In der Urkunde wird Adelbertusals
sacri palacij Comes bezeichnet; dieser Titel, an dem in der Forschung Anstoß
genommen wurde (Meyer von Knonau, Das bellum diplomaticum Lindaviense 102,
Borst), kehrt in einem Eintrag des Lindauer Necrologs aus dem 13./15. Jahrhundert
zum 8.1. wieder: Ob. grave Albreth,
pfallenztgrave des Rines und stilfter dis münsters, und git, als hute
epdissin denne ist, brot, win und flaiscb (Liber anniversariorum monasterii
Lindaugiensis 180). Ohne Zweifel war in beiden Quellen dieselbe Person
gemeint; der angebliche Gründer des Damenstifts kann jedoch nicht
am 8. Januar verstorben sein. Wie sich aus Parallelbelegen aus Remiremont,
Brescia und St. Gallen ergibt, ist nämlich Adalbert
(II) "der Erlauchte" Ende des 9. Jahrhunderts an diesem Kalendertag
verschieden. Es hat daher den Anschein, als habe man im Lindauer Kloster
während des späteren Mittelalters den als Gründer betrachteten
Adelbertus
(Albreth) mit dem am 8.1. verstorbenen Magnaten identifiziert
(Vgl.

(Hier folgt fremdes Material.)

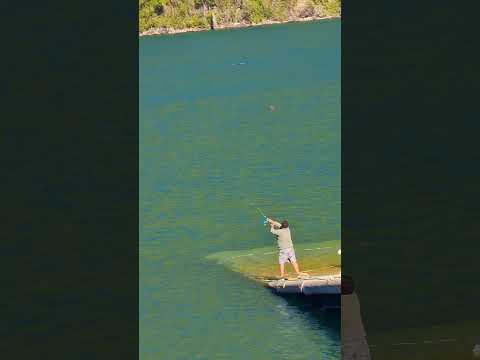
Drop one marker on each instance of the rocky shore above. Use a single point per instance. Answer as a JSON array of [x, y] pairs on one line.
[[171, 31]]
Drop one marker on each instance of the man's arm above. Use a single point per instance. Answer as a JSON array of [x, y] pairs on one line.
[[273, 230], [274, 223]]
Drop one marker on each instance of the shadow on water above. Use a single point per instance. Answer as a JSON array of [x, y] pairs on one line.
[[322, 311]]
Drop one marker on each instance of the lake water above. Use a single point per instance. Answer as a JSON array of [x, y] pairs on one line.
[[229, 121]]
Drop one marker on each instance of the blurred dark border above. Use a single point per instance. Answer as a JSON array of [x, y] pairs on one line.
[[410, 175], [70, 180]]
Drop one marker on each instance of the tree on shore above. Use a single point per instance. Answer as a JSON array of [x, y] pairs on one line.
[[184, 14]]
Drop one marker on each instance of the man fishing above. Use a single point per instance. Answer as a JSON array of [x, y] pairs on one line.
[[285, 246]]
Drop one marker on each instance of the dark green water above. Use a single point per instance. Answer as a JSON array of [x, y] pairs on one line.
[[210, 147]]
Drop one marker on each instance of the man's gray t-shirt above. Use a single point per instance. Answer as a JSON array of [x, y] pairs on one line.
[[284, 238]]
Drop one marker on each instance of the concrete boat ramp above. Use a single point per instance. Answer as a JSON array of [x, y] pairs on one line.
[[319, 260], [312, 285]]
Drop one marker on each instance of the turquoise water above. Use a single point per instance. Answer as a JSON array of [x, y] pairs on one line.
[[231, 120]]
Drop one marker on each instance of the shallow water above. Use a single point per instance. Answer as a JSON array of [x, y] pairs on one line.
[[229, 121]]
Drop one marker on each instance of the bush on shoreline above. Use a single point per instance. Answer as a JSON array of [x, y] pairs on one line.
[[186, 14]]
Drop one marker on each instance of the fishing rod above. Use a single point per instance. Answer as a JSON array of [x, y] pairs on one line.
[[265, 219]]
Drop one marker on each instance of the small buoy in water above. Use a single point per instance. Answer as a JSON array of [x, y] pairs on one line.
[[476, 350]]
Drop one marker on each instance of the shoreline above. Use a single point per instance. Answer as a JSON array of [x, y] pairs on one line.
[[171, 31]]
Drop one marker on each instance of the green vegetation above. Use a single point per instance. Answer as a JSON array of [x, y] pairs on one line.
[[184, 14]]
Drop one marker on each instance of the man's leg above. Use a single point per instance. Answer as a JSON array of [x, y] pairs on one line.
[[282, 270], [297, 269]]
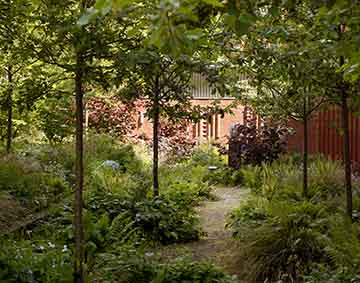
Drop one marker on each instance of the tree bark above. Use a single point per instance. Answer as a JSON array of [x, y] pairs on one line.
[[306, 149], [9, 112], [78, 206], [156, 141], [346, 153], [346, 136]]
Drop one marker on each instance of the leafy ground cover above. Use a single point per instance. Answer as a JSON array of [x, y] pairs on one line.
[[287, 238], [122, 218]]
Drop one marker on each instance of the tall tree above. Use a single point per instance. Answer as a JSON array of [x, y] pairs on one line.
[[13, 57], [80, 51]]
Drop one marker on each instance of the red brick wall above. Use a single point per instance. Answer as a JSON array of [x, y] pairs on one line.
[[325, 135], [218, 129]]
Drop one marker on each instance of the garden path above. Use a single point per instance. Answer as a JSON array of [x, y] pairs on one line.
[[218, 246]]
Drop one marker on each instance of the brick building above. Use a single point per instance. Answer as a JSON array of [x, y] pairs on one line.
[[216, 128]]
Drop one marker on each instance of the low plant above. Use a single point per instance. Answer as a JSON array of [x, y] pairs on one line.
[[132, 266], [285, 244], [29, 262]]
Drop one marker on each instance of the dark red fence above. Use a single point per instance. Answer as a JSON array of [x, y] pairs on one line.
[[325, 135]]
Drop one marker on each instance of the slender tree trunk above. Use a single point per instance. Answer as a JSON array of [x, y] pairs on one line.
[[306, 148], [78, 218], [10, 111], [156, 145], [346, 137], [346, 153]]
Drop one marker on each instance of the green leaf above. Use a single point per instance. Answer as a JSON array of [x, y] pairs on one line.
[[214, 3]]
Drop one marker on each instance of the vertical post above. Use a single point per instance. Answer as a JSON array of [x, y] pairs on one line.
[[10, 111], [305, 153], [156, 114], [78, 221], [346, 137]]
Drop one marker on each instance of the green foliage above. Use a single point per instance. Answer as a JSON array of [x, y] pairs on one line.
[[29, 183], [165, 221], [252, 177], [133, 267], [26, 262], [285, 237], [56, 118], [283, 246]]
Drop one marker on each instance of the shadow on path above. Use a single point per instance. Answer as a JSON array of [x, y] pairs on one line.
[[218, 246]]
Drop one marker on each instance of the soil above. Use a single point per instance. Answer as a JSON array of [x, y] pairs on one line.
[[217, 246]]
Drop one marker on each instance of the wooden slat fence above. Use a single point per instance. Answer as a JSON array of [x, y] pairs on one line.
[[325, 135]]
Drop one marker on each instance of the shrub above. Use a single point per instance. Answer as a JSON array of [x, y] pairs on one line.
[[258, 145], [252, 178], [283, 246], [164, 221], [111, 116], [131, 266], [29, 184], [26, 262]]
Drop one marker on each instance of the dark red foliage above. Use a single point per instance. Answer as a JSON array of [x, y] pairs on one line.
[[111, 116], [256, 145]]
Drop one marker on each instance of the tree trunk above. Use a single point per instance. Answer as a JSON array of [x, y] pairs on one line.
[[78, 206], [346, 136], [306, 148], [346, 153], [156, 145], [10, 112]]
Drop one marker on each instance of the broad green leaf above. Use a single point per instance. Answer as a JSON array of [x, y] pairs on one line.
[[214, 3]]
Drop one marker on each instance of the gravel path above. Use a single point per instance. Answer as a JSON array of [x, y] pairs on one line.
[[217, 246]]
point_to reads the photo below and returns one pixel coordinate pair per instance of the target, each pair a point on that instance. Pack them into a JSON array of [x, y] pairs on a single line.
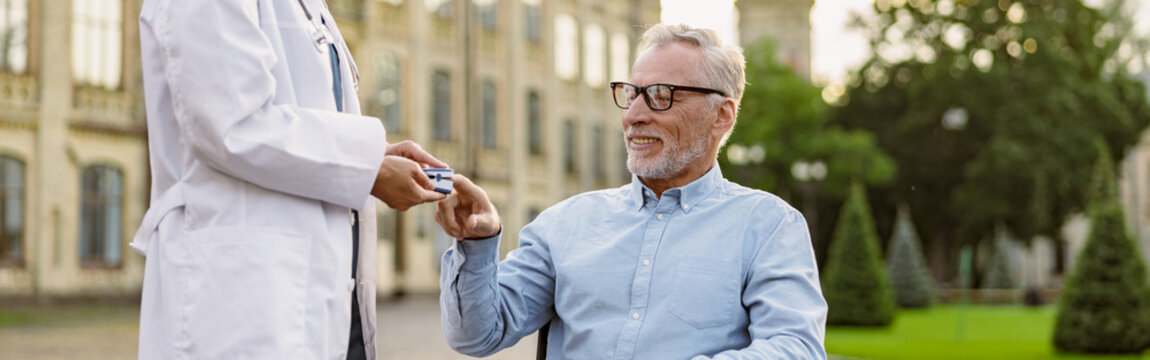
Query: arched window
[[489, 114], [386, 100], [101, 215], [12, 211], [441, 105], [98, 41], [534, 123], [14, 36]]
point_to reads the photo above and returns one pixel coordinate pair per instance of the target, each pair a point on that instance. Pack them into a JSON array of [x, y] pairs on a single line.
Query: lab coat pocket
[[246, 292], [705, 296]]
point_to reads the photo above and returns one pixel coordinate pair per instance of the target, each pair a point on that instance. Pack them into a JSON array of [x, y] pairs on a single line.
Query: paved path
[[408, 329]]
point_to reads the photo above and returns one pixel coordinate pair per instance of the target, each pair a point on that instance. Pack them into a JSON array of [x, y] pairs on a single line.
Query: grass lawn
[[987, 332]]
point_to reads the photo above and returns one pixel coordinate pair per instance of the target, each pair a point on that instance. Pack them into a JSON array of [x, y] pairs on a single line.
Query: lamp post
[[809, 175], [744, 158]]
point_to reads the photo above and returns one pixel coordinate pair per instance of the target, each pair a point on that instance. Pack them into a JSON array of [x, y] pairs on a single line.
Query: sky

Geschichte des Stadt Lindau II 206 f. - Zu frühneuzeitlicher
Lindauer Quellen über die Klostergründung s. ebd. I. 1 22-25,
II 198 und Bilgeri 258 A. 116).
Nach Eichhorn und Neugart soll Adalbert
846
gestorben sein; Pupikofer (146) berief sich für dieselbe Aussage
auf "das Totenbuch des Frauenklosters Schännis", ohne die Quelle durch
ein Zitat zugänglich zu machen, Wahrscheinlich beruht die Nachricht
auf der nicht zuverlässigen Chronik von Schänis (vgl. Gubser,
Geschichte der Landschaft Gaster 611).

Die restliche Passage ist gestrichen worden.